A+ A A-

Krzysztof Bosak - jedynka w Warszawie. Z kandydatem Ruchu Narodowego w wyborach do Parlamentu Europejskiego rozmawia Michał Krupa

Oceń ten artykuł
(32 głosów)

Michał Krupa: Kim jest Krzysztof Bosak?

Jestem działaczem społecznym ze sporym doświadczeniem w organizacjach pozarządowych i polityce, który zdecydował się wraz z przyjaciółmi, by w tych wyborach do Parlamentu Europejskiego organizować od podstaw swój własny komitet wyborczy.

Urodziłem się i wychowałem w Zielonej Górze, w rodzinie inżynierów elektroników. Wszyscy moi dziadkowie byli na Ziemie Odzyskane przesiedleni z Kresów. W klasie maturalnej, będąc przeciwny wejściu Polski do Unii Europejskiej i wszelkim lewicowym ideologiom, związałem się ze środowiskiem Młodzieży Wszechpolskiej. Tak zaczęła się moja przygoda ze środowiskiem narodowym, która kilka lat później zawiodła mnie do Sejmu, w którym byłem najmłodszym posłem, 10 lat później do organizacji Marszów Niepodległości, a 15 lat później do współtworzenia Ruchu Narodowego.

rn1

Studiowałem architekturę, ekonomię i filozofię, po maturze 3 lata mieszkałem we Wrocławiu, a od dekady mieszkam i działam w Warszawie. Wielu ludzi, którzy nie znają szczegółów mojego zaangażowania społeczno-politycznego, kojarzy mnie przede wszystkim z ostrych dyskusji telewizyjnych, w których prowadzący chętnie zestawiają mnie z przedstawicielami lewicy.
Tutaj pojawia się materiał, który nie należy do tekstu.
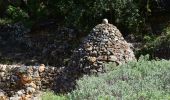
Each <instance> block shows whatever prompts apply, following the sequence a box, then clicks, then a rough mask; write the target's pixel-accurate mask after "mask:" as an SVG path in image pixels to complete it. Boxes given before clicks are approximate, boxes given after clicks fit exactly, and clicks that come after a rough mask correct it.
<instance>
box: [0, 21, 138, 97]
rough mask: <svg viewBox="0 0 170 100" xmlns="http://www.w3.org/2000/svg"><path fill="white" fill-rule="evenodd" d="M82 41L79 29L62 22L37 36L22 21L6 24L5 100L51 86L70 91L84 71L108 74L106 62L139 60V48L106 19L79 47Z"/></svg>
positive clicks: (55, 87) (123, 62) (51, 27)
mask: <svg viewBox="0 0 170 100" xmlns="http://www.w3.org/2000/svg"><path fill="white" fill-rule="evenodd" d="M79 39H80V38H78V31H76V30H74V29H70V28H65V27H59V26H57V25H56V26H55V27H48V29H43V30H41V31H37V32H36V31H35V32H34V34H33V33H31V31H30V30H28V29H25V27H24V26H23V25H22V24H21V23H16V24H14V25H8V26H0V46H1V47H2V48H0V53H1V55H0V61H1V63H9V65H6V64H0V82H1V84H0V89H1V90H0V99H2V100H3V99H4V100H6V99H10V100H18V99H21V100H29V99H30V100H37V99H40V98H39V96H40V95H39V94H40V91H42V90H46V89H51V90H54V91H55V92H60V93H65V92H69V91H71V90H73V89H74V88H75V86H76V79H78V78H80V77H81V76H82V75H83V74H91V73H98V72H105V68H104V64H105V63H108V62H114V63H115V64H117V65H120V64H123V63H126V62H128V61H131V60H136V59H135V55H134V53H133V51H132V48H131V47H133V46H132V45H131V44H130V43H127V42H126V41H125V39H124V38H123V36H122V34H121V32H120V31H119V30H118V29H117V28H116V27H115V26H114V25H112V24H109V23H108V21H107V20H106V19H105V20H104V21H103V23H102V24H99V25H97V26H95V27H94V28H93V30H92V31H91V33H90V34H89V35H88V36H87V37H85V38H84V39H83V41H82V42H81V43H80V45H79V46H77V45H76V44H78V43H79V41H80V40H79ZM75 48H76V49H75ZM74 49H75V50H74ZM7 61H8V62H7ZM10 63H14V64H13V65H10ZM15 63H17V64H15ZM41 63H44V64H45V65H44V64H41ZM50 65H53V66H56V67H52V66H50Z"/></svg>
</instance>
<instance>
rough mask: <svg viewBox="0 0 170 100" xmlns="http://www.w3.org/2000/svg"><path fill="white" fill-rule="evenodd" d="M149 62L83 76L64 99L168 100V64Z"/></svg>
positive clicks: (166, 63) (115, 67) (64, 95)
mask: <svg viewBox="0 0 170 100" xmlns="http://www.w3.org/2000/svg"><path fill="white" fill-rule="evenodd" d="M148 59H149V56H141V57H140V59H139V60H138V62H129V63H127V64H124V65H121V66H118V67H115V68H114V69H112V70H110V71H108V72H107V73H104V74H100V75H99V76H84V77H83V78H81V79H80V80H78V81H77V83H78V86H77V89H76V90H74V91H72V92H71V93H68V94H66V95H64V96H65V99H66V100H117V99H120V100H169V99H170V73H169V72H170V61H167V60H157V61H156V60H151V61H149V60H148ZM111 66H112V64H109V65H108V66H107V67H111ZM113 66H115V65H113ZM53 96H55V95H53ZM56 97H58V96H56ZM44 100H48V99H44Z"/></svg>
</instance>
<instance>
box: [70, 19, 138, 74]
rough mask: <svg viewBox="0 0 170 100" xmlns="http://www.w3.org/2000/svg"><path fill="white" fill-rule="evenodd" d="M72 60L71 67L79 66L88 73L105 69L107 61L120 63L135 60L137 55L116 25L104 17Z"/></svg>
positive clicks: (83, 71) (73, 55)
mask: <svg viewBox="0 0 170 100" xmlns="http://www.w3.org/2000/svg"><path fill="white" fill-rule="evenodd" d="M71 60H72V61H71V62H70V64H69V66H70V67H79V68H78V69H81V71H80V72H84V73H88V72H90V71H97V72H100V71H103V63H105V62H115V63H116V64H117V65H120V64H122V63H126V62H128V61H131V60H135V55H134V53H133V51H132V50H131V48H130V44H129V43H127V42H126V41H125V39H124V38H123V36H122V34H121V33H120V31H119V30H118V29H117V28H116V26H114V25H112V24H109V23H108V20H107V19H104V20H103V22H102V24H99V25H97V26H95V27H94V28H93V30H92V31H91V33H90V34H89V35H88V36H87V37H86V38H85V39H84V40H83V42H82V44H81V45H80V47H79V48H78V49H77V50H75V52H74V53H73V56H72V58H71Z"/></svg>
Jak byś określił profil ideowy Ruchu Narodowego? Jesteście bardziej nacjonalistami czy konserwatystami? A może syntezą obu nurtów?

Tego typu podziały w Polsce nie są zbyt wyraźne. My z pewnością jesteśmy narodowcami, odwołującymi się do całej spuścizny obozu, który stworzył Roman Dmowski. Z drugiej strony, choć większość z nas nie mówi o sobie jako o konserwatystach, to zarazem mamy najbardziej konserwatywny punkt widzenia na sprawy moralności, kultury czy rolę państwa, spośród wszystkich środowisk politycznych. Natomiast ci, którzy oficjalnie prezentują się w Polsce jako "konserwatyści", bywają niekiedy politykami prounijnymi i niezbyt przebojowymi. Warto też dodać, że do Ruchu Narodowego obecnie trafia szeroka grupa patriotycznej młodzieży, która nie jest jeszcze w pełni uświadomionymi ideowo narodowcami, ale po prostu patriotami, prezentującymi niejednokrotnie dość eklektyczny zestaw historycznych nawiązań. Jest więc przed nami na polu ideowym stała praca, którą na miarę swych sił i środków nieustannie staramy się wykonywać.

W nadchodzących wyborach do Parlamentu Europejskiego Polacy będą po raz pierwszy mieli do czynienia z tak dużą liczbą partii formalnie eurosceptycznych. Czym wyróżnia się Ruch Narodowy? Jak chcecie przekonać do siebie przeciętnego wyborcę?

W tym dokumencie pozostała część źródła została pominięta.